O projecto Rebordosa 21 foi apresentado aos rebordosenses no passado dia 8 de Março, Dia da Mulher, no auditório de A Celer, que ficou completamente lotado. Para fazer face às despesas desta obra, e porque a Câmara de Paredes ainda não deu qualquer apoio, a Junta decidiu pedir ajuda aos rebordosenses e aos empresários da terra. Com algumas ofertas anónimas e com os donativos de 12 empresários, as verbas já começaram a surgir. Os empresários, parceiros neste projecto, vão dar 10 mil euros cada um, com a excepção de um, Domingos Barros, da Fibromade, que dará 100 mil euros (80 mil para o projecto Rebordosa 21; 10 mil para ajudar a pagar o autocarro; 10 mil para a reconstrução da Capela de Sta. Luzia). As restantes empresas benfeitoras são: ALeal, ARC, Cácio, Carlos Alfredo, Gonçalves Esteves, J. Martins Dias, Maximino Barbosa, Moura Ventilações, Irmãos Vieira de Andrade, Zagas e Hotel Zé do Telhado.
A Junta de Freguesia, e se a Câmara em nada contribuir para a execução deste projecto, compromete-se a assumir uma verba que poderá ir dos 80 aos 100 mil euros para dotar Rebordosa com uma boa rede de estradas e ruas de acesso. Mas, e apesar deste grande esforço financeiro, os outros sectores da sociedade não ficarão esquecidos.
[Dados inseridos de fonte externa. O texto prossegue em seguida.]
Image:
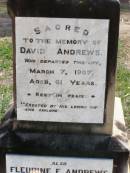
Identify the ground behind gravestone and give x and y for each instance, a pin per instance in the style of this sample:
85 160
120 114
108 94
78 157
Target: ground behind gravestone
123 73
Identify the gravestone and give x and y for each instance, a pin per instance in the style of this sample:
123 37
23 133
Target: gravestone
65 63
63 119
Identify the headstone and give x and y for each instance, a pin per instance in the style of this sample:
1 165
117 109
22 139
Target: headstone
64 72
65 63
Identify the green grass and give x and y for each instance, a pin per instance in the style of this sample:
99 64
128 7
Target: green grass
3 10
123 81
5 75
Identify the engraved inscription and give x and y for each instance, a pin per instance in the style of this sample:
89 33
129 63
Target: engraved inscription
61 69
Pelo contrário, o presidente da Junta, Elias Barros, promete novidades para breve noutras áreas que não a das obras.
Refira-se que as obras previstas no melhoramento das estradas e caminhos da cidade prevêem a demolição de duas casas antigas e de um palheiro, assim como o alargamento e a pavimentação de muitas ruas, de forma a permitir uma melhor circulação automóvel em locais que, agora, são praticamente inacessíveis. No entanto, diz o presidente da Junta, “há três ruas cujo investimento é muito elevado e só com a ajuda da Câmara será possível efectuarmos as obras”.
Elias Barros congratulou-se pela união dos rebordosense, demonstrada pelas centenas de pessoas que estavam no auditório, e lembrou que este é “um projecto abrangente, corajoso, dinâmico e arrojado. É um projecto que não está fechado, uma vez que existem ainda mais dois ou três casos em estudo”. Em estudo está também um outro projecto relativo à construção de duas vias estruturantes, que será apresentado à autarquia paredense lá mais para o final do ano.
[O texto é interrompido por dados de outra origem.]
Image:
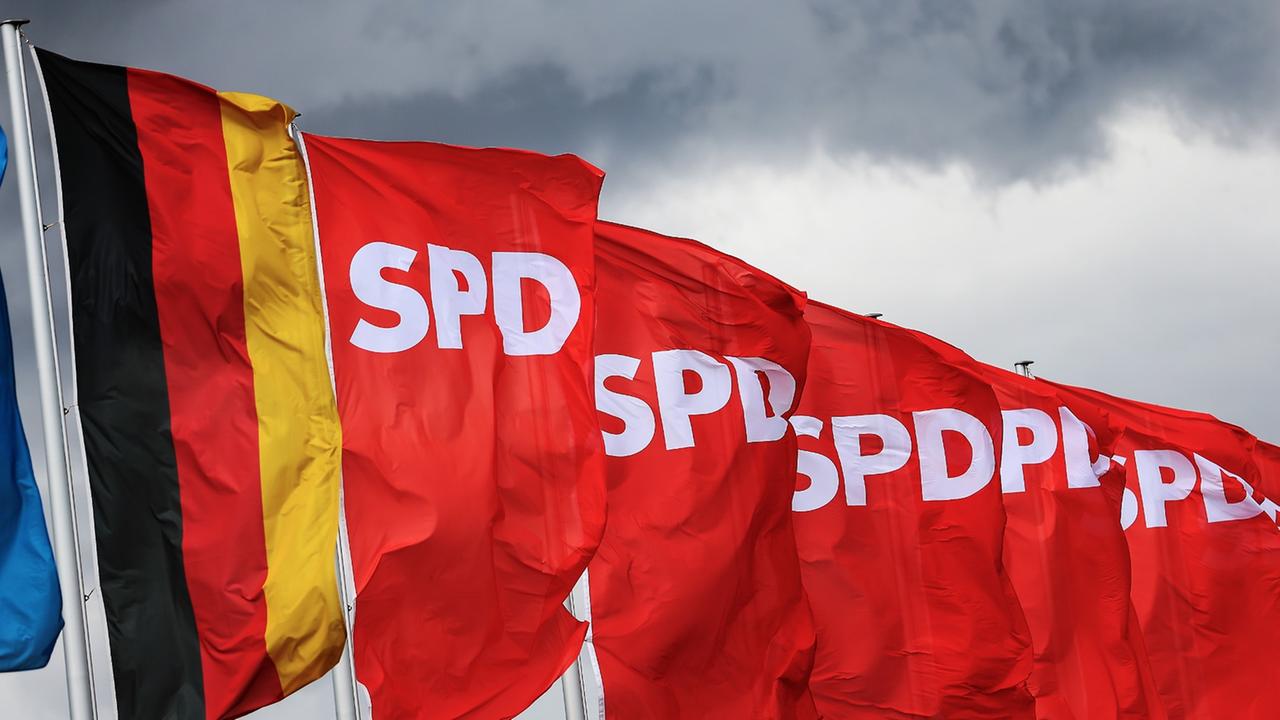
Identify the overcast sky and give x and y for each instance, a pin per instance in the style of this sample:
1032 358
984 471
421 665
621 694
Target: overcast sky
1088 183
O presidente da Junta aproveitou para agradecer a ajuda dos empresários e de todos os proprietários de terrenos que cederam terra para as obras de melhoramento das estradas, não havendo, por isso, necessidade de se avançar para expropriações. Elias Barros agradeceu ainda a colaboração e o bom entendimento que tem havido entre a Junta, a Veolia e A Celer.
O governante garantiu que este é um “projecto para realizar e não para ficar na gaveta”. E é um projecto que já tem 75 por cento do orçamento garantido.
O representante dos móveis Zagas, Albano Silva, justificou o apoio dado a este projecto pelo facto de se tratar de “uma obra de uma envergadura arrojada. O presidente da Junta é um homem com vontade de fazer obra e de concretizá-la. Estaremos sempre a seu lado”.
Para Domingos Barros, da Fibromade, é “com muita alegria que vejo este projecto nascer. Um projecto que vai levar o desenvolvimento até aos lugares mais esquecidos da freguesia”.
Quem também marcou presença nesta cerimónia de apresentação do projecto foi Granja da Fonseca, presidente da Assembleia Municipal de Paredes, que confessou nunca ter visto o auditório de A Celer com tanta gente, o que significa que “as pessoas estão com os projectos e com as equipas que os desenvolvem”. E porque “ainda é preciso trabalhar muito por Rebordosa”, o ex-presidente da Câmara espera que a autarquia de Paredes “continue a apoiar Rebordosa, pois não há razão nenhuma para não haver colaboração entre a Junta e a autarquia”.